"Toda agua es una leche". Me fascina la frase, que no es mía, sino de Gaston Bachelard. ¿Se le lee aún en Francia? Cuando yo era estudiante universitario, y a pesar del fragor de la lucha política anti-franquista, devorábamos con fruición las ensoñaciones poéticas del filósofo de la Champagne, que ya había muerto (en 1962) pero cuyos libros eran traducidos por las editoriales más a la moda entre los ‘sesentayochistas' españoles (el Fondo de Cultura Económica, la entonces recién creada Alianza Editorial). Me he acordado de él con motivo de una leche tóxica y un agua desbordada. En la obra suya que prefiero, ‘L´eau et les rêves', Bachelard tiene la visión del agua, y por extensión de todos los líquidos bebibles, como "una ultra-leche, la leche de la madre de las madres", y ahora mismo los niños españoles, y en especial los de ciertas zonas de Madrid y Toledo, corren el peligro de envenenarse no con la materia de los sueños bachelardianos sino con una sustancia igualmente densa y oscura, la melamina (un pegamento industrial), que unos fabricantes desaprensivos han añadido a la blanca nata de la leche infantil. Este fraude alimentario se inició en China, donde ha habido víctimas mortales, pero se han detectado en algunos comercios regentados por ciudadanos chinos partidas de esa leche adulterada que, tomada en dosis regulares, afecta gravemente al riñón y puede causar la muerte de los bebés. En mi barrio hay muchas y muy populares tiendas chinas, y yo, por mi noctambulismo y mi economía, compro en ellas a menudo, ya que, quizá aún rigiéndose por el horario de su país natal, "los chinos" (como son cariñosamente llamados) abren en la noche española y venden más barato. Madrid, además, ya tiene sus ‘chinatowns', lo que anima mucho el paisaje de una capital que antes de la emigración africana, latina y asiática era monótonamente esteparia.
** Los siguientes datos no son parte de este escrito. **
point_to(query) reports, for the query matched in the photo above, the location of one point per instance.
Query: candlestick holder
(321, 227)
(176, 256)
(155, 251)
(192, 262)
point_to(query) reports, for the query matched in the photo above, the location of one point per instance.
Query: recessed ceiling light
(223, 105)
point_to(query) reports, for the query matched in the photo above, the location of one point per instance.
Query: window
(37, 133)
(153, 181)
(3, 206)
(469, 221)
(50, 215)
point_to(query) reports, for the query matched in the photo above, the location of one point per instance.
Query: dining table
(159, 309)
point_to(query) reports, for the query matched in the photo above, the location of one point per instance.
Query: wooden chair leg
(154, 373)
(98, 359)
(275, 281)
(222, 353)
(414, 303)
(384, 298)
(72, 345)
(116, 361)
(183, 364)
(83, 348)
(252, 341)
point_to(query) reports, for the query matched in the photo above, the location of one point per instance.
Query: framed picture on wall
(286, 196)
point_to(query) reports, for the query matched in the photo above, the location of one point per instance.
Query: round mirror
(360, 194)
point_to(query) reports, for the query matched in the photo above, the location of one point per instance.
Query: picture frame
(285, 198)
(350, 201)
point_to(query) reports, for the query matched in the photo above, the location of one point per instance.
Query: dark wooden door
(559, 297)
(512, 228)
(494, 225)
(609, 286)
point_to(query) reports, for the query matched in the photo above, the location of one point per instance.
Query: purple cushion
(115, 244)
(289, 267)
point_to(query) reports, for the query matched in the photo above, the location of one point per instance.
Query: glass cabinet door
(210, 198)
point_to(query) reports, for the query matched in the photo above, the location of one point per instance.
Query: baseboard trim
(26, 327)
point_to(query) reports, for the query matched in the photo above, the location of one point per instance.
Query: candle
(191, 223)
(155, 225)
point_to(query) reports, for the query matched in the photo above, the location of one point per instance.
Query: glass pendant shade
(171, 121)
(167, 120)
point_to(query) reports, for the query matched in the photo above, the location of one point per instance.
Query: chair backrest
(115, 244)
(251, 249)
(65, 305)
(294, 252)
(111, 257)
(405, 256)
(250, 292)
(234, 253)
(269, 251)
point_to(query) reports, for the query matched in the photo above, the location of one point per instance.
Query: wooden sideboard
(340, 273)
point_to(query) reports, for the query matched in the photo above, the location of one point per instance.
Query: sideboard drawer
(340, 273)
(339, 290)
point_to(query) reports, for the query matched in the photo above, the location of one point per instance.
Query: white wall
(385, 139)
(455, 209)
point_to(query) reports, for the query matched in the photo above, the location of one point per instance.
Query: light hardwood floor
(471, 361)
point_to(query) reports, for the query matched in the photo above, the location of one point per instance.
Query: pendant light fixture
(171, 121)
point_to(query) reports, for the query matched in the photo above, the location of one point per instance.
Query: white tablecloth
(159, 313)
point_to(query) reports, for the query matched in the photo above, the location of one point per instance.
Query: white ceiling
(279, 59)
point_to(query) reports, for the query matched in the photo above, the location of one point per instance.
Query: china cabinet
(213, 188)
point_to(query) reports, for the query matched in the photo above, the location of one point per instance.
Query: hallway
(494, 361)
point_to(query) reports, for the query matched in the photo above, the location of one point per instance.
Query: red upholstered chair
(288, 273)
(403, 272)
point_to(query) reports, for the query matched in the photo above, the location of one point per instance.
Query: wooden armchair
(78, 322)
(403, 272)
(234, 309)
Lo malo es que no sólo Madrid y los territorios adustos de La Mancha por donde cabalgaba Don Quijote son esteparios. La mayor parte de la España del sur, del centro y el este es seca, y las noticias acuáticas que llegan no pueden ser peores. La Agencia Europea del Medio Ambiente (EEA) anuncia que España, más que los restantes países europeos de la cuenca mediterránea, va a sufrir en las próximas décadas un proceso de desertización, en el que llegará a extremos saharianos o hindúes la alternancia entre períodos de larga sequía y devastadoras precipitaciones torrenciales.
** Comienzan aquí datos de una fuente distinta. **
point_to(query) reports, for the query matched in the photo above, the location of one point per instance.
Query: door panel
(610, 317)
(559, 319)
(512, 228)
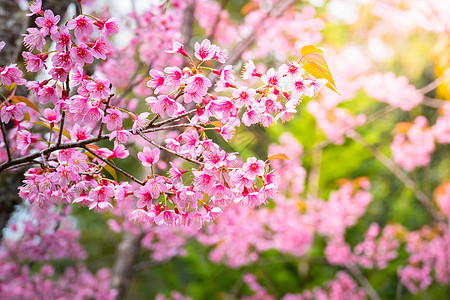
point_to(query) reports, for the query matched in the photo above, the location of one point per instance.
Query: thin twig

He de decir, de forma egoísta, que me siento mejor preparado para esta catástrofe climática que la mayoría de mis amigos madrileños. Nací en un pueblo grande, Elche, cerca de Alicante, donde las temperaturas son muy templadas y apenas llueve durante todo el año, razón por la que en mi infancia empezaron a invadirnos los franceses, los ingleses, los belgas e incluso ‘bárbaros' más nórdicos para comprarse apartamentos y tomar el sol en bañadores sucintos. El resultado imprevisto es que ahora esa hermosa Costa Blanca tiene también el veneno pegajoso de una melamina urbanística, el gobierno y los ciudadanos sensibles han empezado la guerra contra la contaminación medio-ambiental y los turistas empiezan a trasladarse a zonas de un sur menos degradado, como Marruecos o el Mediterráneo turco. Pero vuelvo a mí. Como descendiente (al menos somático) de los bereberes norte-africanos que en el siglo VIII conquistaron mi tierra de origen, haciéndola una de las más arabizadas de la península durante casi siete siglos, sufro con resignación la sequía, el sol me oscurece la piel sin quemarla, y puedo subsistir largas horas a base de dátiles, aunque, ateo de todas las religiones, no sigo el Ramadán.
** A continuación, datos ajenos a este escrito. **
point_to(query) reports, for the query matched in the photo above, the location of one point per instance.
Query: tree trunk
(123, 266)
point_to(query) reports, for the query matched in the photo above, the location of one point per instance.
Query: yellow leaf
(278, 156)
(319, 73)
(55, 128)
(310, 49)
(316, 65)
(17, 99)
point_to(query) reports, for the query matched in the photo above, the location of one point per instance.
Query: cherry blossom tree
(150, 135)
Lo bueno es que también los hábitos vitales de mi región me preparan bien para lo que con más frecuencia, antes incluso de que se cumplan los oráculos de la EEA, se produce en España: las lluvias monzónicas. Siendo niño, y después de un verano agobiante pasado día y noche a la orilla del mar, mi ciudad se desbordaba, generalmente a fines de septiembre, con lo que los expertos llaman la gota fría, expresión que, bajo su apariencia verbal de tortura malaya, siempre me ha parecido esconder una lírica delicadeza. Ahora las gotas frías arrasan en pocas horas de lluvia intensa ciudades y pueblos muy diversos del país, y también, en varias ocasiones recientes, la mesetaria Madrid. Pero como se supone que somos un país seco y solar, las autoridades, quejosas de la sequía el resto del año, se dejan sorprender cada vez que diluvia y las calles se hacen ríos, las casas lagos, y la red de transporte público un océano de naves varadas. Bachelard de nuevo: "El agua nos lleva. El agua nos mece. El agua nos adormece". Me temo que el filósofo nunca imaginó que un día la peor la resaca sería la del biberón y las gotas de lluvia.